Viacom says it has renewed the Snapchat versions of "Girl Code" and "Cribs," a pair of MTV shows tweaked for the Snapchat audience, and is introducing an original program for the platform called "Promposal," about high-schoolers setting up elaborate prom date proposals. The shows are part of a broader committment by Viacom to produce new Snapchat content for company brands also including BET and Comedy Central.

Viacom declined to elaborate on the announcement, but it suggests that at least one media partner likes the return on the significant investment of time and money it takes to make even short-form programming for Snapchat. Not every company has been able to say the same: Last December, CNN abandoned its daily Snapchat show "The Update."

Snapchat has struck deals with a number of publishers and media companies to create a video service that's somewhat like cable TV for mobile apps, sharing the resulting ad revenue.

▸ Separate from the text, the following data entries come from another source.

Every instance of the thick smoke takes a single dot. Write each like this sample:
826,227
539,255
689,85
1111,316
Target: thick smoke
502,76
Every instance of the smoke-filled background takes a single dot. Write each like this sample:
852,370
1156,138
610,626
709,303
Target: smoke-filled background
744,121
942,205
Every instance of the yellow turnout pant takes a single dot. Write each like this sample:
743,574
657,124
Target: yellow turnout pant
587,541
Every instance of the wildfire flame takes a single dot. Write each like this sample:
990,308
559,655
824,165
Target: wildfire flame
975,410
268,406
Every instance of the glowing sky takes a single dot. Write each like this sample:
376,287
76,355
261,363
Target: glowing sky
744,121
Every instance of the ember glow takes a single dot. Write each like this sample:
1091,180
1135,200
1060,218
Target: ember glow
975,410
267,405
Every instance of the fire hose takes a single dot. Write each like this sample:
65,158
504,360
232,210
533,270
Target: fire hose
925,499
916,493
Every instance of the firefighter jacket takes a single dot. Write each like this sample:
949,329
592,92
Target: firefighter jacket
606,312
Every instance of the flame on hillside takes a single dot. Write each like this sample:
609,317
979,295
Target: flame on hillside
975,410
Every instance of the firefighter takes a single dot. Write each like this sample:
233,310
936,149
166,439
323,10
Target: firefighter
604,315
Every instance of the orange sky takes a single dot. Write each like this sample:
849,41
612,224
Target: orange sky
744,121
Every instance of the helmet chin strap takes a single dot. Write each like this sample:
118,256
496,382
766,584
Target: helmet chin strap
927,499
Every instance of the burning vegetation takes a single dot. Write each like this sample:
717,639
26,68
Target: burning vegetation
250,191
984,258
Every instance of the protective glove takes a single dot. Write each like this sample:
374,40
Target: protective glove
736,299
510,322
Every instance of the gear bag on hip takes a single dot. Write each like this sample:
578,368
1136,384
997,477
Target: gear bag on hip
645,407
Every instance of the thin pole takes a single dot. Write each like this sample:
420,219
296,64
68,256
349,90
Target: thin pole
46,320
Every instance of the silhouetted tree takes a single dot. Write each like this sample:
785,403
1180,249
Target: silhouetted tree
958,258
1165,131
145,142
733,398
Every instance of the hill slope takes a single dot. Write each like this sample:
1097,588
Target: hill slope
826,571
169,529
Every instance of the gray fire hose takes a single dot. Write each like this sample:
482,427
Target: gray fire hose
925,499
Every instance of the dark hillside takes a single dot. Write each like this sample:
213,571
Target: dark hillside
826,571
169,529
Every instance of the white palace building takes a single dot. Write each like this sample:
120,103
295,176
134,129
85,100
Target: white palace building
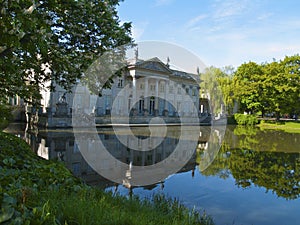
148,88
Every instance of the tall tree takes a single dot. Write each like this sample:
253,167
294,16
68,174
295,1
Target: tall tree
54,40
210,86
248,87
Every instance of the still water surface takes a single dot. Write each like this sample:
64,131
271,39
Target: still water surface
252,178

There are channels curated by the publishers, which typically post fresh content every day; there is the Shows format, which is episodic just like TV; and there are Snapchat Stories, which are video montages from media companies around special events—the MTV Awards, for example.

Snapchat competes with Facebook's Watch video hub, Twitter and YouTube for these kinds of original shows that can draw viewers and open more digital ad inventory. As more young people flee TV, mobile platforms hope to fill the gap for brands still needing to reach those audiences.

Snapchat recently redesigned its app to separate the Discover media section from the personal messaging side, creating a distinct feed of content. That's where Shows, channels and Stories now appear, with ads running in between the content.

Viacom in 2016 struck its first Snapchat partnership, which included an exclusive ad sales relationship. Viacom was also allowed to offer ad space in other Snapchat programming, outside its own content.

Viacom no longer has those exclusive rights to sell Snapchat ads, but controls sales on its own Snapchat content, according to a source familiar with the arrangement.